And that was when he realized out of everyone, he was angriest with Brianna.

For falling in love with him.

And ruining her life.

Maybe ending it.

There was this very juvenile, very confused part of him that wanted to yell at her for touching someone like him. Someone dirty.

But the only way he could put that into words was to say in a cold, distant voice, “I need a shower.”

“We’ll get a room.” Brianna’s voice was soft, endearing, making him realize too late that he had said that to her one too many times before. “You can have a shower.”

She said it like she knew exactly why he needed one.

She knew why he was dirty.

Somehow she knew what happened in Miami. She always knew.

But she touched him anyway.

Because Brianna made bad life choices.

He was mad at her for it, irrationally furious, but he was going to take a shower and fuck her anyway, ’cause he loved her so much more than he was mad at her.

Chapter Six

“Who are we hiding from?” Brianna asked as she tossed her bag on the chair by the bed.

“Everyone,” Tino said as he locked the door behind them.

He had a briefcase with him, but there were no clothes in it.
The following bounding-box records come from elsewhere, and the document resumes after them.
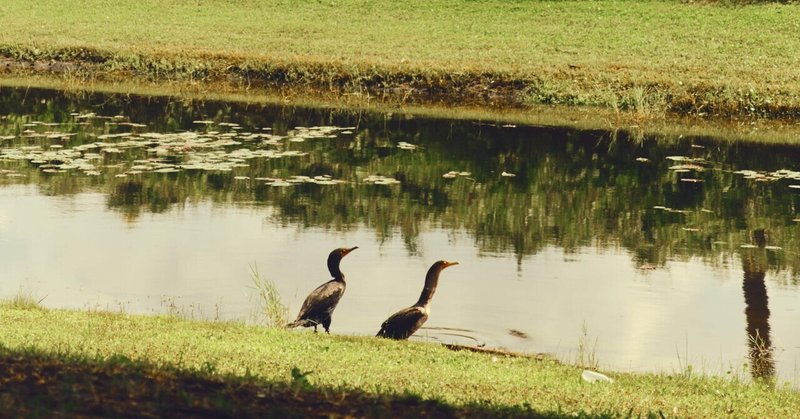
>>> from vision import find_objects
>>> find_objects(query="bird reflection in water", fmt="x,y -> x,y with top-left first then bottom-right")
742,229 -> 775,382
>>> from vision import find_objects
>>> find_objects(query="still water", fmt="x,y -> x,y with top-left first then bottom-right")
0,89 -> 800,385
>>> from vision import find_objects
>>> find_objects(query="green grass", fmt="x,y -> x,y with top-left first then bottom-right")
0,0 -> 800,119
0,305 -> 800,417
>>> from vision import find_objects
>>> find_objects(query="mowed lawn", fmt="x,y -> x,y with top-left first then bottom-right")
0,0 -> 800,112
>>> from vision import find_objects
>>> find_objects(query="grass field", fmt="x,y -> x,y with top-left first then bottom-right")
0,0 -> 800,117
0,301 -> 800,418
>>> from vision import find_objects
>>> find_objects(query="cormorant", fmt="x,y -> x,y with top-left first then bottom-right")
376,260 -> 458,339
286,246 -> 358,333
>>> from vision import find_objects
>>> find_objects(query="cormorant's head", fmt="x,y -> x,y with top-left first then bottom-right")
431,260 -> 458,271
328,246 -> 358,262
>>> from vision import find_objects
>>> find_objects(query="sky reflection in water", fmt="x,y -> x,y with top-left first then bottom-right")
0,91 -> 800,383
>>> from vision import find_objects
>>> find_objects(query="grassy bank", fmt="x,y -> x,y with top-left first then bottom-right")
0,0 -> 800,119
0,302 -> 800,417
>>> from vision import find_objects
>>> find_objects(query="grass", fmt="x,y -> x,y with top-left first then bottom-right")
0,0 -> 800,119
250,264 -> 289,327
0,304 -> 800,417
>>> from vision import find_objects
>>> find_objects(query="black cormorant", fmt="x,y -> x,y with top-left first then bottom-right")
286,246 -> 358,333
377,260 -> 458,339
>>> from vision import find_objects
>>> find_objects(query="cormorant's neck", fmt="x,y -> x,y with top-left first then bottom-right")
414,266 -> 442,307
328,257 -> 344,282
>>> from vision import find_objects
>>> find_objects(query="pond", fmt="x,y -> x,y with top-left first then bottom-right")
0,88 -> 800,385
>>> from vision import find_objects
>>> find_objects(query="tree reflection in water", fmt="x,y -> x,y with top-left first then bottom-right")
742,229 -> 775,382
0,88 -> 800,384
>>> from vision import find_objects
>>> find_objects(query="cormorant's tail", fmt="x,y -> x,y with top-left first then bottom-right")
286,319 -> 319,329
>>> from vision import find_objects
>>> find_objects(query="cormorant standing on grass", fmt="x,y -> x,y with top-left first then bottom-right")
376,260 -> 458,339
286,246 -> 358,333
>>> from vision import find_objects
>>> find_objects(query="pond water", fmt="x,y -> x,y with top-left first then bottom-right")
0,88 -> 800,385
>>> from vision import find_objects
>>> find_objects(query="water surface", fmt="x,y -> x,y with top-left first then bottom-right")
0,89 -> 800,384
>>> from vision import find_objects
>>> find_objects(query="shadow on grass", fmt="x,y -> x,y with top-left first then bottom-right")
0,348 -> 612,418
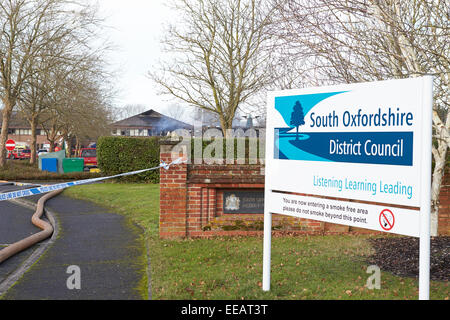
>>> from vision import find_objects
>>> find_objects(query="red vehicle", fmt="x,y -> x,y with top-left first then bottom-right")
7,149 -> 31,160
80,148 -> 97,168
19,149 -> 31,160
6,150 -> 20,160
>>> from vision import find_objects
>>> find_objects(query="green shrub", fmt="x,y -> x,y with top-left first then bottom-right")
97,137 -> 159,183
191,137 -> 265,163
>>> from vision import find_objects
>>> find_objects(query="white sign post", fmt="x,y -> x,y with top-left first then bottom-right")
263,76 -> 433,299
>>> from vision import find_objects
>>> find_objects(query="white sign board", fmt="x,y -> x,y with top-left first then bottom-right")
265,76 -> 432,298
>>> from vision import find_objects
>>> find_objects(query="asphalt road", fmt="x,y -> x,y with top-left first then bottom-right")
0,182 -> 148,300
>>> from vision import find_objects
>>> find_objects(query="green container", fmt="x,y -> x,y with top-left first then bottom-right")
63,158 -> 84,173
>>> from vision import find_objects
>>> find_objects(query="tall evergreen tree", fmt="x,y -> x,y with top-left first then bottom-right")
291,101 -> 305,140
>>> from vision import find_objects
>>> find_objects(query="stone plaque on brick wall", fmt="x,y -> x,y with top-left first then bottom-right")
223,189 -> 264,214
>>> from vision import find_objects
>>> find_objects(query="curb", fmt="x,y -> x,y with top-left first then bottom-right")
0,199 -> 59,298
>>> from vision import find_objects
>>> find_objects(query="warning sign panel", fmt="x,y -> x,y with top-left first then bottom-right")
267,192 -> 420,237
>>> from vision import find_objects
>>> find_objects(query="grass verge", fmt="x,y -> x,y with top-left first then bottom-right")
65,183 -> 449,300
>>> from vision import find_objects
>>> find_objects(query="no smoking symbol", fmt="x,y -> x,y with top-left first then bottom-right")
380,209 -> 395,231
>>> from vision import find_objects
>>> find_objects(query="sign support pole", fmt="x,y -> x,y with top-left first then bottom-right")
419,76 -> 433,300
262,206 -> 272,291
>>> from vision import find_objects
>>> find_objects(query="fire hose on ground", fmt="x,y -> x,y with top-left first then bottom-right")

Just cash and firearms, neither of which she’d been surprised by when he pulled it out of the trunk.

“Like the feds?” she asked as she stared down at the tank top she was wearing under the jacket Carina had loaned her. She glanced back to Tino as he took off the camouflage hat and set it on the desk by the door. He pulled off his jacket, tossed it over the chair, and stood there in that blue University of Kentucky shirt that was too tight across his broad, muscular chest and clung to his thick biceps. He was way too sexy for her sanity, so she quickly turned away and asked, “Is that why you’re using an ID with your father’s name on it?”

“I’m using that ID ’cause the credit cards in my father’s name are the only ones I have that Nova doesn’t know about, and nice hotels need a credit card for incidentals. The feds are the least of our problems. Where we stand right now, the feds would be doing us a favor to pick us up.”

“We didn’t have to stay somewhere this nice,” she argued. “We should’ve just gone somewhere that takes cash.”

“I’m not staying in a shithole. It bothers me, and you know why it bothers me,” he said with a glare. “If you knew where I landed when I first got to Miami last week, you wouldn’t give me merda about the hotel.”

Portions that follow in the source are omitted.